ぼくのことだけ見てなよ
「楓、もうわたし帰らないと…」
「うん。でも、あともうちょっとだけ」
「……もうこれで何度目?」
「んー、3度目?」
「5度目です!」

もう服に着替えたから、楓の家族が帰ってきても問題はないのだけれど、楓がわたしの傍から離れず、ずっと抱きしめた状態でいる。

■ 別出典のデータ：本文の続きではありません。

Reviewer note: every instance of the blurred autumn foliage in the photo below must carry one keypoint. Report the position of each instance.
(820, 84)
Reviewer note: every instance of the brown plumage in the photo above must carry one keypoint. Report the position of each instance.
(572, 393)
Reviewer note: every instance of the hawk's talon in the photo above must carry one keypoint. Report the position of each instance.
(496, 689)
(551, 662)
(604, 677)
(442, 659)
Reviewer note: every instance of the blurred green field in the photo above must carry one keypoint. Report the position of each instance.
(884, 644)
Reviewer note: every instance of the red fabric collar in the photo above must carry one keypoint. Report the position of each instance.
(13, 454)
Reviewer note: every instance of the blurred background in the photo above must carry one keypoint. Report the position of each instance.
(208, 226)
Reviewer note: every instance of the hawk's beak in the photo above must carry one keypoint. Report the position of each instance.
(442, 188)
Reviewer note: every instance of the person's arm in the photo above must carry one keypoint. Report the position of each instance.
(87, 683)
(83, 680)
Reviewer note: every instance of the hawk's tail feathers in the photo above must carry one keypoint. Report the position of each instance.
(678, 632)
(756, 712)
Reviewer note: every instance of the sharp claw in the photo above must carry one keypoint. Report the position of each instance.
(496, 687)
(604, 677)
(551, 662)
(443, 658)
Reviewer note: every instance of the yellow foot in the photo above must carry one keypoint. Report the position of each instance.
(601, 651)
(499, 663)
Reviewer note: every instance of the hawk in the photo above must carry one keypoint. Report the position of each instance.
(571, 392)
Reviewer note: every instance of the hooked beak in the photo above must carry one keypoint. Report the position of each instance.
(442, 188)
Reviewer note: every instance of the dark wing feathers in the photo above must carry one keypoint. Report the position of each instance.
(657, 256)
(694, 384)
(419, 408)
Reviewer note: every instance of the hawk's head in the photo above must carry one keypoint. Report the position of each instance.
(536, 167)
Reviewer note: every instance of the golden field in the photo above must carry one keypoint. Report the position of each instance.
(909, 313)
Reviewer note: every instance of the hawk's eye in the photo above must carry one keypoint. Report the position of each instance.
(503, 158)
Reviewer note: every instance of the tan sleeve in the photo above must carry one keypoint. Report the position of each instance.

しかも、もう同じセリフを5回も繰り返しているのに、楓はわたしから離れようとしない。

「美島って呼ぶよ?」
「それはヤダ」
「じゃあ、離して」
「それもヤダ」
「あー、もう!わたしだって、ごはん支度があるの!」
「わかってるよ、そんなことくらい」
「じゃあ、解放して」
「んー、じゃあ。キスの、おねだりして?」
「はぁ?」

ここにきて、なにを言い出すのよ。なんでまた、そんなこと言わなきゃいけないのよ!

「ほら、早く帰りたいんでしょ?」
「帰りたい、けど……」
「おねだりの仕方、教えたよね?」
「……っ、」

色気!そのムダな色気をしまえー!もう、その色気だけで、わたしのココロはドキドキしっ放しなんだから!

「ただいまー」

そんな時だ。咲希ちゃんの声が聞こえて、リビングのドアがガチャリと開いた。